If you enter a stored distance matrix, Minitab cannot calculate statistics for the final partition.
For measurement data, you must have two or more numeric columns, and each column must represent a different measurement. Delete rows that have missing data from the worksheet before you perform this analysis. If you have many rows of data, you may want to subset your worksheet to exclude the rows with missing values. For more information, go to Overview for Subset Worksheet.
You cannot enter a categorical variable for this analysis. If you have a categorical variable, you must first convert the text values to a numerical scale, or you must perform a separate analysis for each level of the categorical variable. For more information, go to Data considerations for Cluster Variables.
For the stored distance matrix, the entry in row i and column j of distance matrix D is the distance between variables i and j. For information on creating and using stored matrices in Minitab, go to Overview for Matrices.
C1 | C2 | C3 | C4 | C5 |
---|---|---|---|---|
Newspaper | Radio | TV Sets | Literacy Rate | University |
279 | 267 | 227 | 0.98 | 1 |
143 | 112 | 332 | 0.94 | 1 |
9 | 113 | 7 | 0.25 | 0 |
391 | 314 | 566 | 0.99 | 1 |
112 | 48 | 423 | 0.82 | 1 |
67 | 66 | 134 | 0.45 | 0 |
From Linkage method, select a method to specify how the distance between two clusters is defined. You might want to try several linkage methods to see which method provides the most useful results for your data.
For Cluster Observations, distance refers to the distance between observations, and linkage refers to the distance between the clusters of observations. For Cluster Variables, distance refers to the distance between variables, and linkage refers to the distance between the clusters of variables.
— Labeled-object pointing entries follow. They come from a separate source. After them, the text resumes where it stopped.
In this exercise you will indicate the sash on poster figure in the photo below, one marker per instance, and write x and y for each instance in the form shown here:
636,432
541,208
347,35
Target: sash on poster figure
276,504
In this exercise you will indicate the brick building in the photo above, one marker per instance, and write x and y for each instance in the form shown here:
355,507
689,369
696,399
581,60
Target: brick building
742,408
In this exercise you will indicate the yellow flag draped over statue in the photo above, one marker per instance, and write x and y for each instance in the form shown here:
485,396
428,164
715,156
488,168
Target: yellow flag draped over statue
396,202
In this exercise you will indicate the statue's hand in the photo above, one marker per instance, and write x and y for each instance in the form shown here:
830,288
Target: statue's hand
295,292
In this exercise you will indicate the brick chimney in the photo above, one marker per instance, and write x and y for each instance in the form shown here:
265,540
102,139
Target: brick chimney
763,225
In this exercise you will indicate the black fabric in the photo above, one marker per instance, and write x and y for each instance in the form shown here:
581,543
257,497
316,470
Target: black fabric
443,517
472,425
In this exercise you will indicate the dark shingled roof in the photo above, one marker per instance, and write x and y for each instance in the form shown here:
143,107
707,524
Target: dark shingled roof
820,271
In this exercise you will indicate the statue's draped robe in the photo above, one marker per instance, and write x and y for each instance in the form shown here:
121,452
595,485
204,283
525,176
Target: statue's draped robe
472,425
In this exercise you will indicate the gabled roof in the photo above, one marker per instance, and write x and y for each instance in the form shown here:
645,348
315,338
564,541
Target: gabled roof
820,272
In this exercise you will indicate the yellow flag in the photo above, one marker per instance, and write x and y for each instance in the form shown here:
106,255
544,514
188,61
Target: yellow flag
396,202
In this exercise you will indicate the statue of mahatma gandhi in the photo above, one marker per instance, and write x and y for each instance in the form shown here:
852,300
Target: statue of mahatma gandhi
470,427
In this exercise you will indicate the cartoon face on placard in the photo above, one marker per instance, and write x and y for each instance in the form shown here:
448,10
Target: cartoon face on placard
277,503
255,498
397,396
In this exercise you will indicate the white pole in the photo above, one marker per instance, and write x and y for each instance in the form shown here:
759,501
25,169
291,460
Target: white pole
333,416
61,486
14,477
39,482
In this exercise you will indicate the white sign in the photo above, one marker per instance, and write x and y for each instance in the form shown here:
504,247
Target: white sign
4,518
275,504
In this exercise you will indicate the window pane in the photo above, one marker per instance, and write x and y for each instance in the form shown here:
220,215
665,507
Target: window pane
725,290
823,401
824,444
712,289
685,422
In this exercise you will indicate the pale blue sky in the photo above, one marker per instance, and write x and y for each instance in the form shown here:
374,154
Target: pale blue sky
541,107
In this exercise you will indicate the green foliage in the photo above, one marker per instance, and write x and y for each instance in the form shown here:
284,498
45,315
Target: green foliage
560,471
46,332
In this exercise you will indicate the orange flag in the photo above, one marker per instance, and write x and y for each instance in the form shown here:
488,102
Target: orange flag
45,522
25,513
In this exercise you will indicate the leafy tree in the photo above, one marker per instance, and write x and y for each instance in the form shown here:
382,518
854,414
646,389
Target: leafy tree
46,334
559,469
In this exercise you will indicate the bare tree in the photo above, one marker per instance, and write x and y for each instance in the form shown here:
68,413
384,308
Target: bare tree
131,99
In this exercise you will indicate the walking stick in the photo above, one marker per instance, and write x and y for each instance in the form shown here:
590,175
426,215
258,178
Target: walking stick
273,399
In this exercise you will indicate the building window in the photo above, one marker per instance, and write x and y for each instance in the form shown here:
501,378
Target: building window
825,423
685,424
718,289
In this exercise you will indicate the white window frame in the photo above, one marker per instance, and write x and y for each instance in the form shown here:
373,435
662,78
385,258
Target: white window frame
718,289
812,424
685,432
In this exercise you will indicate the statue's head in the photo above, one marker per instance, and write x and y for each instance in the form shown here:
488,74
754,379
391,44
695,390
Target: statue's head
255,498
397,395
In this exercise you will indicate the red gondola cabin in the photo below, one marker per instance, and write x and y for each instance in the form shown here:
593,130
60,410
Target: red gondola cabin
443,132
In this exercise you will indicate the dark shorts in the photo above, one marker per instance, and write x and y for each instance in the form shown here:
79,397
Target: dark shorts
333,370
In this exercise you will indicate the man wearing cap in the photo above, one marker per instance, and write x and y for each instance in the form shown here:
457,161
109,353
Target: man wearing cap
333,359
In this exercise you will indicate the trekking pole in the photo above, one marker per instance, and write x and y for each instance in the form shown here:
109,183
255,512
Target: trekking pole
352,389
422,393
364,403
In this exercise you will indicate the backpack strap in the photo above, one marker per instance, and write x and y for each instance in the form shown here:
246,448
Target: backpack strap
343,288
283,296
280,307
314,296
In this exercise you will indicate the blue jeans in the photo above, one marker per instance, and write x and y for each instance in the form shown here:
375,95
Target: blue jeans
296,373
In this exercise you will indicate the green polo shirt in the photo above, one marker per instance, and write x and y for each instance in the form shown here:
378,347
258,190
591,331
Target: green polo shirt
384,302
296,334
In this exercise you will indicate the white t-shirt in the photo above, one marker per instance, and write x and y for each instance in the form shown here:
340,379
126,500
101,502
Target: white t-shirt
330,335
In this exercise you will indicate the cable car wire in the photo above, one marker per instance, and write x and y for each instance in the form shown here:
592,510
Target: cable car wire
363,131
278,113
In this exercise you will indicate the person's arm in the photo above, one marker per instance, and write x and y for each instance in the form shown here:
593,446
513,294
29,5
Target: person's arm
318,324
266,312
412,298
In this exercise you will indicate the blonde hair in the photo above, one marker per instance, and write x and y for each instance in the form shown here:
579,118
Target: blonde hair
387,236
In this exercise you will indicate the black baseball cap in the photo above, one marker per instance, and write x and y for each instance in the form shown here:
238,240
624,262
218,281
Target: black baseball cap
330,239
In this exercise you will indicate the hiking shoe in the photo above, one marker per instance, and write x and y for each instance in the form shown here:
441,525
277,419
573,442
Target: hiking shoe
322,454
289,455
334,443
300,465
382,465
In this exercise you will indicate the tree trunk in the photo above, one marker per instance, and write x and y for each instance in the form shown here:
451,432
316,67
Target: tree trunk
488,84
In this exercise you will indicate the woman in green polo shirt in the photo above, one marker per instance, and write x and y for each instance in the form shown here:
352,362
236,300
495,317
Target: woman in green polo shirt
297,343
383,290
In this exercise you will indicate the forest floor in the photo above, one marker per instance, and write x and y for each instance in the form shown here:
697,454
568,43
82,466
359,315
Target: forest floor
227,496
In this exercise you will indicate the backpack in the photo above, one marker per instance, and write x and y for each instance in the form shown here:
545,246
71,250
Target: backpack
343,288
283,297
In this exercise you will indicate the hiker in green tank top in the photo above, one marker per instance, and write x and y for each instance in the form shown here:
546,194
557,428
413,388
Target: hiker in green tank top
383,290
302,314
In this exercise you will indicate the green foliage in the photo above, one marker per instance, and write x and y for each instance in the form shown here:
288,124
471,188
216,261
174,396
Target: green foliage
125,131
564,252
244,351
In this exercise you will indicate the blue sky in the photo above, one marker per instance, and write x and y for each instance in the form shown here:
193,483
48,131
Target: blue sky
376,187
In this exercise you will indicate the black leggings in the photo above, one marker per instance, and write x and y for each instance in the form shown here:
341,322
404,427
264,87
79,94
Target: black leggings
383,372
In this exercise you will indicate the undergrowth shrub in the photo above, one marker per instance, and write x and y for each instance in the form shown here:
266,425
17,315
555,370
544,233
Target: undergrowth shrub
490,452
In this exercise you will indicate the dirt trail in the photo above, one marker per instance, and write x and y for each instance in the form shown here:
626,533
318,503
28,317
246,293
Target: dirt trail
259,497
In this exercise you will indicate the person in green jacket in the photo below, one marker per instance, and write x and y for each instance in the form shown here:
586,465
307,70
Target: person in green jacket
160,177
For the best results, you should be flexible with the criteria. For example, if you define the final partition using the number of clusters, you should also consider changes in similarity level, as well. A precipitous drop in similarity when adding a specific cluster might prompt you to specify the final partition before this grouping. Conversely, if you define the final partition using the similarity level, you might determine that similarity levels do not change much over a range of clusters, and for the sake of simplicity you may choose to go with the step with the fewest clusters.
If you do not know what value to enter to specify the final partition, first perform the analysis using the default setting (1 cluster in the final partition). Minitab displays the results for all possible numbers of clusters. Use the results to determine a value to enter for the final partition. Then repeat the analysis and specify the final partition that you determined. For more information, go to Determine the final grouping of clusters.
Select to display a tree diagram that shows how clusters were formed at each step in the amalgamation procedure. The dendrogram allows you to view the similarity (or distance) values for the clusters at each step.
To change the default display of the dendrogram, click Customize.